Фотовзгляд Владимира Парамонова

Пожухлая трава и ломкие ветки. Выцветшие склоны. Тонкие люди на земле. Ветер уносит слова, делает их ничьими. Выдёргивает буквы из них и раздаёт их птицам. Я будто попал в картину Эндрю Уайета. Видоискатель камеры как багет на стене Музея современного искусства. «Мир Кристины», в котором она всё-таки встала, взяла треккинговые палки и ушла за горизонт, на Бзерпинский карниз. Туда, к лошадям, где можжевельник, мелкий ельник, рябина, рябь, и на воде пруда — прожилки льда.

***

— Только возьмите что-нибудь от медведей, — говорит Женя. — Иногда гуляют по большой дороге.

Разумеется, я принесу арбалет, «коктейли Молотова» и зелья для восстановления здоровья. Что значит «возьмите что-нибудь от медведей»?

Если ты вырос за Уралом, то знаешь сто историй про медведей. От обезображенного охотника, которого обманул медведь. Поднял лапы под ружьём, будто сдаётся. Про женщину, которая вышла из машины в лес по нужде и упала в обморок при встрече с медведем. А когда очнулась, то была закидана лапником во многих километрах пути от трассы.

Сто историй, но все советы обрываются в одной точке: если медведь захочет тебя убить, он это сделает.

Иногда я думаю, что покорностью русские обязаны не Орде, царизму или православию, а хвойным владениям Велеса за пределами городов. Зайдя в лес, ты становишься фаталистом.

— Ты допил? — спрашиваю я Яна. — Не выкидывай банку, пригодится.

И вот мы поднимаемся по крутому склону, сквозь краснополянский лес, чтобы выйти ровно под табличкой «Осторожно, обрыв!». Я положил в алюминиевую банку пару камешков и гремлю ими, будто прокажённый с колокольчиком. Ян периодически дует в свисток на лямке рюкзака. Но Ян похож не на Зверобоя, а на милиционера из советского фильма. Надеюсь, что все медведи в этой глуши — безнадёжные социофобы.
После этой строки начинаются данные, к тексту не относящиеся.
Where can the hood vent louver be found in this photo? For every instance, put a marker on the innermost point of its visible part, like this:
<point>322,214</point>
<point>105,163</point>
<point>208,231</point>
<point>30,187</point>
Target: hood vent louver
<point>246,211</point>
Чем дальше вверх, тем чаще на деревьях следы от когтей. На уровне моей голо[1]вы похожие на руны. Словно указатели на Валгаллу. И тем больше кучки помёта. А на вчерашнем снегу — свежие следы, нечёткие, крупные, с шагом шире собачьего. Заиндевелые ветки в лесу обламываются, падают под весом мёртвых листьев. Постоянно слышен их треск. Тут и там вздымают облачка снега.

И вот мы выходим к Хмелёвским озёрам. Высота 1800 метров.

И тут моя рука с банкой из-под колы застывает и больше не гремит. Белые буквы на алом фоне пытаются ободрить, как китайские печенья с предсказаниями. Буквы гласят: «Добрый». — Справа, — шепчу я Яну.

— Справа от тебя.

А там, в сорока метрах, между пихтами и буком, отделяется двухметровый сгусток тьмы. Заполняя собой всё больший кусок пространства, парализуя нашу волю. Бликуя чернильной шерстью. —

Обалдеть, — говорит Ян. — Это же лошадь.